O médico registrará, no prontuário, as diretivas antecipadas de vontade que lhes foram diretamente comunicadas pelo paciente.
As diretivas precisam ser registradas no cartório?
Não é necessário, mas pode ser feito caso o paciente deseje.
É possível cancelar o testamento vital?
Sim, desde que o paciente esteja lúcido para fazer isto. Portanto deve procurar o médico para manifestar esta mudança,
bem como alterar no cartório, caso seja registrado.
É necessário ter testemunhas?
Não é necessário, mas pode ser feito como forma de segurança.
Quem pode fazer?
Maiores de 18 anos ou emancipados, desde que estejam lúcidos.

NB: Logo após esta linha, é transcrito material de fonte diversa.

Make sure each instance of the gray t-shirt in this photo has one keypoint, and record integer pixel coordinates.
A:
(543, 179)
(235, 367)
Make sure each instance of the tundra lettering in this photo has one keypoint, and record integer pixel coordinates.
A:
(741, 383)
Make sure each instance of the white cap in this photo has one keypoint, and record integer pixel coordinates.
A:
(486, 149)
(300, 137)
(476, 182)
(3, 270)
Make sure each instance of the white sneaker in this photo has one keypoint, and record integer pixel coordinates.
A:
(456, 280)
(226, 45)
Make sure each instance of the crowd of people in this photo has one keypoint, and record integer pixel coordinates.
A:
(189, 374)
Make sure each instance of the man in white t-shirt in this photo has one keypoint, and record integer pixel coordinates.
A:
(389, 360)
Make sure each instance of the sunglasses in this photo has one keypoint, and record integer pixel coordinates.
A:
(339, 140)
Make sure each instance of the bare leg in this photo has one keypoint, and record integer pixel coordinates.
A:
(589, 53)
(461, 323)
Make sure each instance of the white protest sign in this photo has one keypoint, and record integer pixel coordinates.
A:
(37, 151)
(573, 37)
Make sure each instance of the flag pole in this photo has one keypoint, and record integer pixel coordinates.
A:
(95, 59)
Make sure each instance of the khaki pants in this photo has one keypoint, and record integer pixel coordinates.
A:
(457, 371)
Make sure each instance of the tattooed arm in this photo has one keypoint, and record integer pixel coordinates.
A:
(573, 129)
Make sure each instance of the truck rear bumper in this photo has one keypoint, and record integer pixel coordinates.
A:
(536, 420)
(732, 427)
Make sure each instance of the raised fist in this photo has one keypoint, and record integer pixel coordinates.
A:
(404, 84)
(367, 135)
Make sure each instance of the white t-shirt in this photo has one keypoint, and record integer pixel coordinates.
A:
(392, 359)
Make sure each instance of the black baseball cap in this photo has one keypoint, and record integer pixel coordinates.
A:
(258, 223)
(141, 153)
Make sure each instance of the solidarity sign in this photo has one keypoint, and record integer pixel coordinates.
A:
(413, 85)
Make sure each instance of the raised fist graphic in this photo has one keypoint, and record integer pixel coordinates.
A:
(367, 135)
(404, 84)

Posso eleger um representante que não seja da família?
Sim, um procurador pode ser qualquer pessoa de confiança.
Meus parentes tem prioridade acima do meu represente legal?
Não, as diretivas antecipadas do paciente prevalecerão sobre qualquer outro parecer não médico, inclusive sobre os desejos
dos familiares.
Posso solicitar a interrupção de qualquer procedimento?
O médico deixará de levar em consideração as diretivas antecipadas de vontade do paciente ou representante que, em sua
análise, estiverem em desacordo com os preceitos ditados pelo Código de Ética Médica.